I lavori, intervallati dagli interventi musicali del professor Claudio Bagnato, sono dunque iniziati con una riflessione antropologica del magistrato Creazzo: «La differenza tra i meridionali e gli abitanti di altre realtà italiane sta nel fatto che noi abbiamo molta meno consapevolezza del nostro essere cittadini. Non abbiamo nulla da invidiare a livello di cultura e di intelligenza, eppure non sappiamo fare squadra e non sappiamo andare oltre gli stereotipi. Siamo anche quelli che si dimenticano dei propri eroi: Scopelliti è stato oscurato per lustri, anche dal suo paese d’origine.
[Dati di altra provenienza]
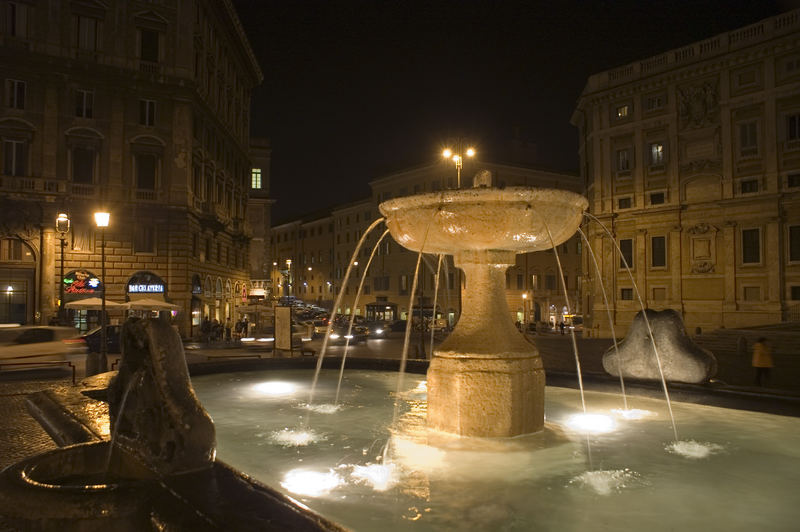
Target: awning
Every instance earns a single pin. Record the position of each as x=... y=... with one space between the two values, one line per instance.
x=150 y=304
x=94 y=303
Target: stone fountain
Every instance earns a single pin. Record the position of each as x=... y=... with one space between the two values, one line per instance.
x=486 y=379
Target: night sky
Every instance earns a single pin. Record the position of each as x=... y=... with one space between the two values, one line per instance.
x=353 y=90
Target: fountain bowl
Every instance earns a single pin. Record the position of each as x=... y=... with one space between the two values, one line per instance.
x=518 y=219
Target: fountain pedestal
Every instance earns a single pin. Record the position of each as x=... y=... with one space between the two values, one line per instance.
x=486 y=379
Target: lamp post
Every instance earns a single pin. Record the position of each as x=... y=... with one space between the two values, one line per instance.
x=458 y=158
x=100 y=362
x=62 y=226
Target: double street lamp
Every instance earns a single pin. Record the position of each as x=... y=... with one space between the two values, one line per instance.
x=62 y=226
x=458 y=158
x=99 y=363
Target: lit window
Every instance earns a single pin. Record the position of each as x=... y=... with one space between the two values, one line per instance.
x=15 y=94
x=748 y=139
x=147 y=112
x=84 y=103
x=751 y=246
x=656 y=154
x=623 y=160
x=626 y=252
x=658 y=254
x=793 y=127
x=749 y=186
x=15 y=157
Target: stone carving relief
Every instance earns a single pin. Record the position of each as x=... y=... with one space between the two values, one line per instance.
x=698 y=105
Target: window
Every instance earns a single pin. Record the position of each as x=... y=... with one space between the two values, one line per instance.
x=626 y=294
x=147 y=112
x=751 y=246
x=624 y=160
x=656 y=154
x=794 y=243
x=658 y=245
x=655 y=102
x=17 y=19
x=748 y=139
x=144 y=238
x=84 y=103
x=793 y=127
x=748 y=186
x=86 y=33
x=146 y=164
x=15 y=157
x=626 y=252
x=752 y=293
x=148 y=49
x=82 y=165
x=255 y=178
x=15 y=94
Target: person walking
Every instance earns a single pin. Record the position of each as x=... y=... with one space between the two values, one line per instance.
x=762 y=361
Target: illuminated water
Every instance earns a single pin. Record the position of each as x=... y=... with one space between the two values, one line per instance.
x=733 y=470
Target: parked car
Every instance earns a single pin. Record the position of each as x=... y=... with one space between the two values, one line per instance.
x=265 y=339
x=339 y=334
x=93 y=339
x=34 y=344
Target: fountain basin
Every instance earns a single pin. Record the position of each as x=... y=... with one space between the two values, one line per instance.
x=512 y=219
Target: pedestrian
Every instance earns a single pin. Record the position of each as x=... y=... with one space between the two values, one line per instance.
x=762 y=361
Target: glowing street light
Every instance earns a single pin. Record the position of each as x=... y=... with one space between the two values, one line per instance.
x=99 y=363
x=62 y=226
x=458 y=158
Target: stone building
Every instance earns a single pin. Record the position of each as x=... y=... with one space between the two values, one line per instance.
x=138 y=109
x=691 y=161
x=386 y=292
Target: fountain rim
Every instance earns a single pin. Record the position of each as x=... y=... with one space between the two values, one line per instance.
x=513 y=194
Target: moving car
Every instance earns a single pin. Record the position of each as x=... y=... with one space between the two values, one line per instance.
x=93 y=339
x=36 y=344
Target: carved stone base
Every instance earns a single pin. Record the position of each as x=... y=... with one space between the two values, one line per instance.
x=486 y=396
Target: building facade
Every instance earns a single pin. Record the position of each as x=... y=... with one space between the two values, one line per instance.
x=692 y=166
x=534 y=290
x=141 y=110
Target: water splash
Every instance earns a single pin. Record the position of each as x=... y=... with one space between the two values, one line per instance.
x=591 y=423
x=380 y=476
x=693 y=450
x=632 y=413
x=311 y=483
x=607 y=482
x=324 y=408
x=295 y=437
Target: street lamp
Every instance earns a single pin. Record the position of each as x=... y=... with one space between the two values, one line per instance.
x=100 y=362
x=457 y=157
x=62 y=226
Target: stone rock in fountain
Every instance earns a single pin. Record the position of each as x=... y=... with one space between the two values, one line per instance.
x=486 y=379
x=154 y=412
x=681 y=359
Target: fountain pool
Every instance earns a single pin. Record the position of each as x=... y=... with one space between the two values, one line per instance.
x=733 y=470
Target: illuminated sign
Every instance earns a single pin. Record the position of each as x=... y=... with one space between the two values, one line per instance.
x=146 y=288
x=82 y=282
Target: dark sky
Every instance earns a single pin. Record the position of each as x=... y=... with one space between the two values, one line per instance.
x=353 y=90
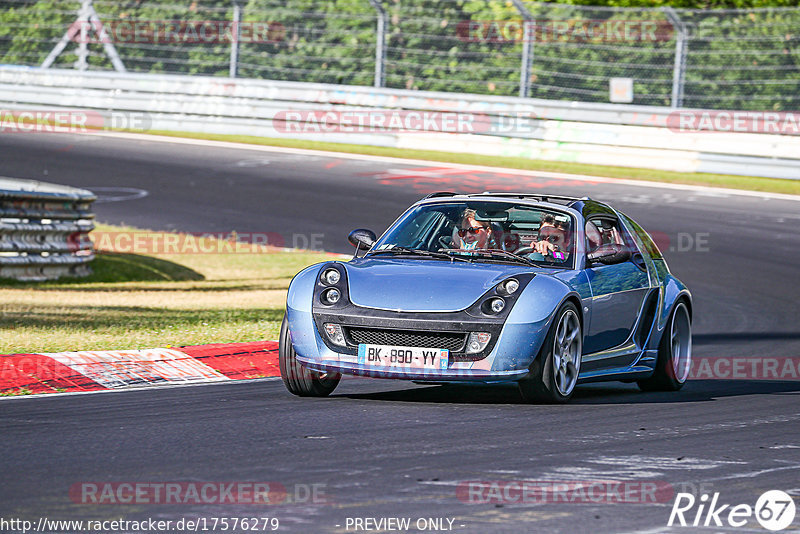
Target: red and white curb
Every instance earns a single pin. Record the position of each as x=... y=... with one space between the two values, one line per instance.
x=59 y=372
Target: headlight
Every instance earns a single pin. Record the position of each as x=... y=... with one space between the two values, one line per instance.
x=510 y=286
x=331 y=296
x=497 y=304
x=331 y=276
x=477 y=342
x=334 y=333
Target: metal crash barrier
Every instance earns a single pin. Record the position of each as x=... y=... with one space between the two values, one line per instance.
x=44 y=230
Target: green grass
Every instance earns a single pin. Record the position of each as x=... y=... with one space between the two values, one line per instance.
x=135 y=301
x=750 y=183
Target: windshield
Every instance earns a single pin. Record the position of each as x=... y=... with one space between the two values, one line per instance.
x=483 y=231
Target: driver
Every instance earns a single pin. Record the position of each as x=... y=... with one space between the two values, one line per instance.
x=553 y=238
x=471 y=233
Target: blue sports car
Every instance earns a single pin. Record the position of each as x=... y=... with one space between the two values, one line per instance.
x=546 y=291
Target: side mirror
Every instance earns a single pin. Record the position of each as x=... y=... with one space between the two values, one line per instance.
x=610 y=254
x=362 y=238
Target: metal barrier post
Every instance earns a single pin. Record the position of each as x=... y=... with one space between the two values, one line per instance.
x=528 y=35
x=679 y=69
x=380 y=43
x=237 y=19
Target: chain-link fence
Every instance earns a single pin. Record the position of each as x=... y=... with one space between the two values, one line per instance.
x=718 y=59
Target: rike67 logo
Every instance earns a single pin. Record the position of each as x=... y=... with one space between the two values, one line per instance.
x=774 y=510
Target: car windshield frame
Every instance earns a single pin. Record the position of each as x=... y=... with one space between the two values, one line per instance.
x=434 y=222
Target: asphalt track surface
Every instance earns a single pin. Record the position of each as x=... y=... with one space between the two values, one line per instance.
x=394 y=449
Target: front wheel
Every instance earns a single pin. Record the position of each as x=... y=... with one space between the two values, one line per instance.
x=297 y=379
x=555 y=370
x=674 y=354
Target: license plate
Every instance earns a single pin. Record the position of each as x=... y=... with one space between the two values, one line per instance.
x=406 y=357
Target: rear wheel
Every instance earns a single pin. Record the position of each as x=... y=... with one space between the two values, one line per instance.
x=674 y=354
x=555 y=370
x=297 y=379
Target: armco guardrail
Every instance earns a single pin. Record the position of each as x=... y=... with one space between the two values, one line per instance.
x=605 y=134
x=44 y=230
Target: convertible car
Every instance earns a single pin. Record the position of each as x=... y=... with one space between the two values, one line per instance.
x=542 y=290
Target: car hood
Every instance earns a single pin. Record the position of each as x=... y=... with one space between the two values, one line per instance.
x=422 y=285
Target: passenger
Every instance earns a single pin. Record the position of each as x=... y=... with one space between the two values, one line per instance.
x=553 y=238
x=472 y=234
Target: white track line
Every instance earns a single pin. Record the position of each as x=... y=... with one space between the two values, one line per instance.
x=139 y=388
x=712 y=191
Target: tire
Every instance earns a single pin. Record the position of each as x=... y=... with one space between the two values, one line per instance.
x=555 y=370
x=674 y=353
x=297 y=379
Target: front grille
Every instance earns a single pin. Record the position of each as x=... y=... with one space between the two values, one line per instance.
x=452 y=341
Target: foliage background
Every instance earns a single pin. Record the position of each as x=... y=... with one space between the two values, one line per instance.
x=742 y=54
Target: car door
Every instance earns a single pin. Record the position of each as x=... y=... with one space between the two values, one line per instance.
x=617 y=290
Finalmente stasera c’è una manifestazione degna di tale nome, partecipata. Solo recentemente, nel 2012, gli è stata intitolata l’aula bunker del tribunale di Palmi. Scopelliti è stato ucciso col concorso di conterranei, di calabresi e di siciliani. Ma mentre questi ultimi si sono ribellati dopo le stragi, i primi non lo hanno fatto, come loro consuetudine atavica. I calabresi hanno un’inclinazione all’oblio e ad abbassare la testa, mentre sarebbe proprio ora di alzarla».
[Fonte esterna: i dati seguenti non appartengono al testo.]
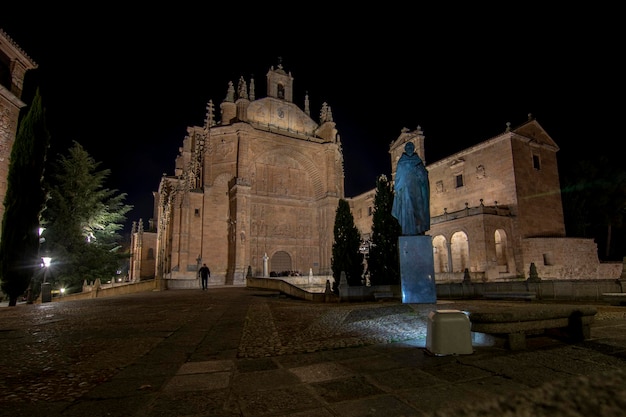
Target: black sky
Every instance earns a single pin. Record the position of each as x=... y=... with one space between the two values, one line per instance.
x=127 y=84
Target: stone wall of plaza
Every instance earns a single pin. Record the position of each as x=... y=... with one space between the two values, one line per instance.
x=14 y=63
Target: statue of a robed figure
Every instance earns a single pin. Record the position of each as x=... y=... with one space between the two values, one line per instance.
x=411 y=206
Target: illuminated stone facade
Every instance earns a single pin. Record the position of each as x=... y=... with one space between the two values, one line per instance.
x=264 y=180
x=256 y=193
x=495 y=209
x=13 y=66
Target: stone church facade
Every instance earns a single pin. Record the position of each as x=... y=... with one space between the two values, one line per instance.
x=14 y=63
x=255 y=193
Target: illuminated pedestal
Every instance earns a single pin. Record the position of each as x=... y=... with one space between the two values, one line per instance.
x=449 y=333
x=417 y=269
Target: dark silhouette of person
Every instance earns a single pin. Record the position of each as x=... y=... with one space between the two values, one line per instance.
x=411 y=201
x=204 y=272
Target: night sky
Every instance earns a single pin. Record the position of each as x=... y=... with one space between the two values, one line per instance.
x=126 y=85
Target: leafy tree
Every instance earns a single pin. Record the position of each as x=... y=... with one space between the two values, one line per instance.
x=346 y=255
x=24 y=201
x=594 y=204
x=82 y=220
x=384 y=258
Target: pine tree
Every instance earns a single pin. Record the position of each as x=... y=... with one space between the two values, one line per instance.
x=384 y=260
x=346 y=255
x=82 y=220
x=24 y=201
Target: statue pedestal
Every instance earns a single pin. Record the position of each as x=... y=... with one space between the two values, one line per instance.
x=417 y=269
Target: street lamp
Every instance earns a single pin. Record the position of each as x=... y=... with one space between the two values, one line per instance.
x=46 y=287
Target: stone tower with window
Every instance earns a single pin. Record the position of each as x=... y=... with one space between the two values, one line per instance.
x=14 y=63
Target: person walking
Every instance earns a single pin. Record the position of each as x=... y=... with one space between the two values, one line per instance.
x=205 y=273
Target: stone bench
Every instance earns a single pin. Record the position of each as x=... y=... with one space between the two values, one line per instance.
x=511 y=295
x=516 y=322
x=378 y=295
x=615 y=298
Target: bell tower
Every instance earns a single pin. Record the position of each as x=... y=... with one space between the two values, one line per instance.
x=280 y=83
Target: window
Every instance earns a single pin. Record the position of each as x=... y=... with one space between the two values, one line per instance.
x=459 y=180
x=536 y=162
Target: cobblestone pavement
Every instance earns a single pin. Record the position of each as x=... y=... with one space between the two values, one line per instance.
x=239 y=352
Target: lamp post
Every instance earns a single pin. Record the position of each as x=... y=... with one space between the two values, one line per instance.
x=46 y=287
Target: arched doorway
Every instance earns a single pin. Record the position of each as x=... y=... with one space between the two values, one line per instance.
x=280 y=262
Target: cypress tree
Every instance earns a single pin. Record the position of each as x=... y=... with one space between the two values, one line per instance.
x=347 y=241
x=83 y=219
x=24 y=202
x=384 y=258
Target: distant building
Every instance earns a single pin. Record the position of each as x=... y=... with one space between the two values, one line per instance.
x=262 y=184
x=13 y=66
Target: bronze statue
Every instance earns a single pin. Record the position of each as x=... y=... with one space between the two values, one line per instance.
x=411 y=202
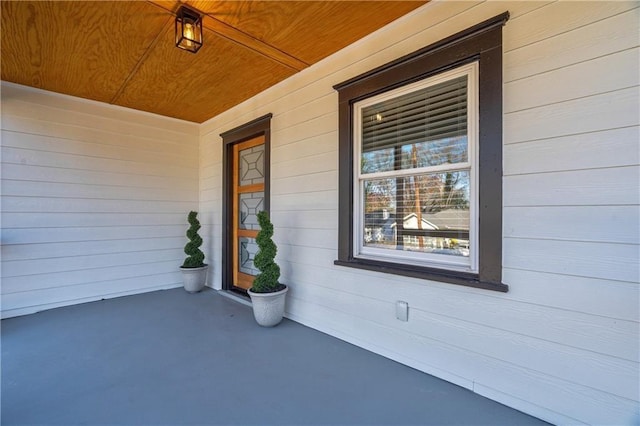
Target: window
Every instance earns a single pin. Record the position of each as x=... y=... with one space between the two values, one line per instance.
x=421 y=163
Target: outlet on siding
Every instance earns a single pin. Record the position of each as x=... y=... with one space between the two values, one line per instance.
x=402 y=310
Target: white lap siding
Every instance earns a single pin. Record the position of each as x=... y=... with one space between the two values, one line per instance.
x=94 y=199
x=563 y=343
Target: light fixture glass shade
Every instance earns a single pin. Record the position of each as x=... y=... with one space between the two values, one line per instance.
x=188 y=30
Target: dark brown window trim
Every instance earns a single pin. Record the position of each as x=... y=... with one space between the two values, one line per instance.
x=482 y=43
x=257 y=127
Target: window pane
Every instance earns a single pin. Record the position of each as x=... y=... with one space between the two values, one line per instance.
x=251 y=163
x=426 y=213
x=424 y=128
x=249 y=204
x=247 y=251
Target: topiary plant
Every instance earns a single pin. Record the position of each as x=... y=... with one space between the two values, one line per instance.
x=267 y=280
x=195 y=256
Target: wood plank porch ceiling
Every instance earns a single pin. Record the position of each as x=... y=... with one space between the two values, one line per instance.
x=123 y=53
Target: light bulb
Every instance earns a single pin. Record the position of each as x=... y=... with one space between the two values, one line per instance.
x=188 y=33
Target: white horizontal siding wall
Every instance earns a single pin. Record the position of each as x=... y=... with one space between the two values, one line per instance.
x=563 y=343
x=94 y=199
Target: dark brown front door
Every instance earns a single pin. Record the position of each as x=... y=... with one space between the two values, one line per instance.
x=248 y=195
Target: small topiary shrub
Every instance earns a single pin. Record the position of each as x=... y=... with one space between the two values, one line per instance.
x=195 y=256
x=267 y=280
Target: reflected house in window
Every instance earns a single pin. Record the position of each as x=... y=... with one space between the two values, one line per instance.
x=381 y=231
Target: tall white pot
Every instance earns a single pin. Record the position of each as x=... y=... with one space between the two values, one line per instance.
x=268 y=308
x=194 y=279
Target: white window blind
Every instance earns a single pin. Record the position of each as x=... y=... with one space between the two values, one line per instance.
x=433 y=113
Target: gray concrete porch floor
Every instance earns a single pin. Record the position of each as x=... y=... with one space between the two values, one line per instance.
x=169 y=357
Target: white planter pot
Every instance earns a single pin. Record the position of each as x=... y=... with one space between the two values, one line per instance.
x=194 y=279
x=268 y=308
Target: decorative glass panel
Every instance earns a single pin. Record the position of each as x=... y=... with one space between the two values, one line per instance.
x=248 y=249
x=250 y=204
x=252 y=165
x=427 y=213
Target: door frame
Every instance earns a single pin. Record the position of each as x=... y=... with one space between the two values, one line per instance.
x=258 y=127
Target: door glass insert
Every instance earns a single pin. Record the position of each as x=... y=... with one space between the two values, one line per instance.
x=250 y=204
x=252 y=165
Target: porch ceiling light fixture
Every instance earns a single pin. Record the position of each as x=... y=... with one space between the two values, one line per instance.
x=188 y=29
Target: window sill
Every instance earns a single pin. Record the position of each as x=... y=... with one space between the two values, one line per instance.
x=433 y=274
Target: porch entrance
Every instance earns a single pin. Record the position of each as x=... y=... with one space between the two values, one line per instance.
x=245 y=192
x=248 y=184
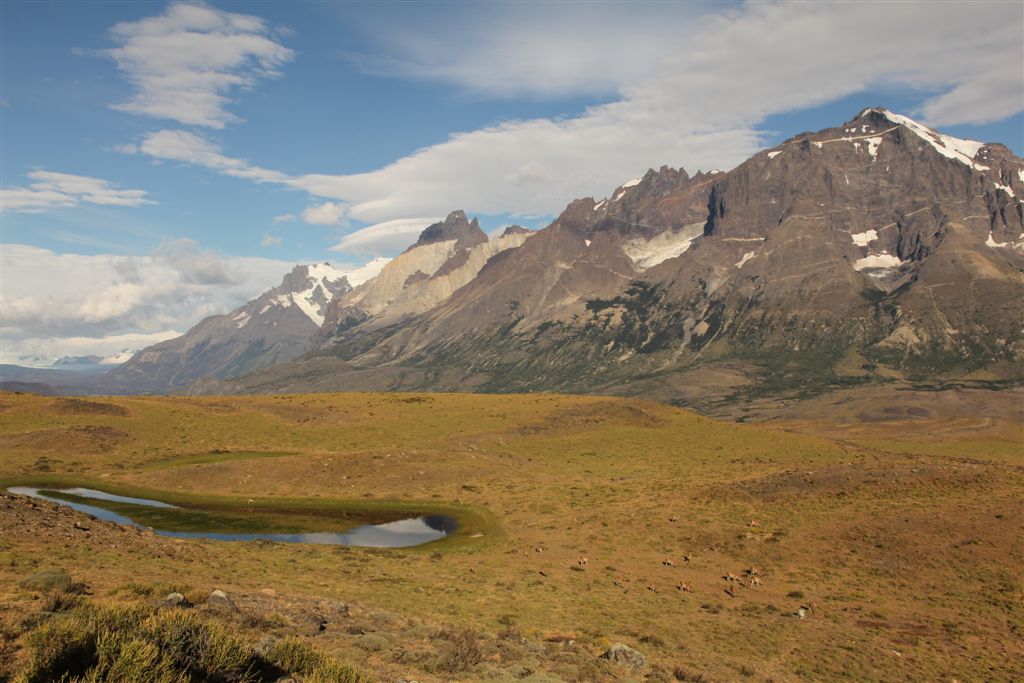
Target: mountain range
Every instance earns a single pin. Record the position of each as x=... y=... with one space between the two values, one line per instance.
x=879 y=250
Creazzo ha altresì ricordato quelle calde e disperate mattine d’agosto di ventisei anni fa, quando si iniziavano a mettere insieme i pezzi del puzzle: «Il giorno dopo l’omicidio di Antonino Scopelliti, Giovanni Falcone incontrò i colleghi presso la corte d’appello di Reggio Calabria e spiegò chiaramente il motivo dell’assassinio. Disse che la strage era stata ordinata da Cosa Nostra, per intimidire la Cassazione in vista del maxi processo, nel quale appunto Scopelliti avrebbe dovuto rappresentare la pubblica accusa».
Ospite della serata anche un’emozionata Rosanna Scopelliti, figlia del compianto magistrato. La giovane, attualmente deputata, ha segnalato uno scenario anomalo e colluso: «Dalle inchieste sono emerse zone d’ombra che fanno rabbrividire, che palesano un connubio tra mafia, massonerie, politica e istituzioni marce». Ma non tutto è statico o- peggio- perduto: «Voglio lanciare un appello ai magistrati affinché vadano avanti. E mi rivolgo anche alla classe politica, affinché sia più coraggiosa, si ripulisca dall’interno e elimini la parte cattiva. Lo faccia con la buona politica: quella che dà l’esempio, quella che appartiene ai giovani. Quella che esiste, perché è sbagliato generalizzare, quella che appartiene a tutti e che è coraggiosa, altrimenti perde la vicinanza coi cittadini». Infine, un pensiero al papà: «La presenza di mio padre si è sentita tantissimo stasera. Egli era libero, onesto e coraggioso e lo siamo anche noi, non bisogna avere paura della denuncia e della pulizia. Negli anni, questa tappa campese mi è sempre mancata, sia come figlia che come calabrese. Papà voleva sempre tornare a Campo, tra la sua gente».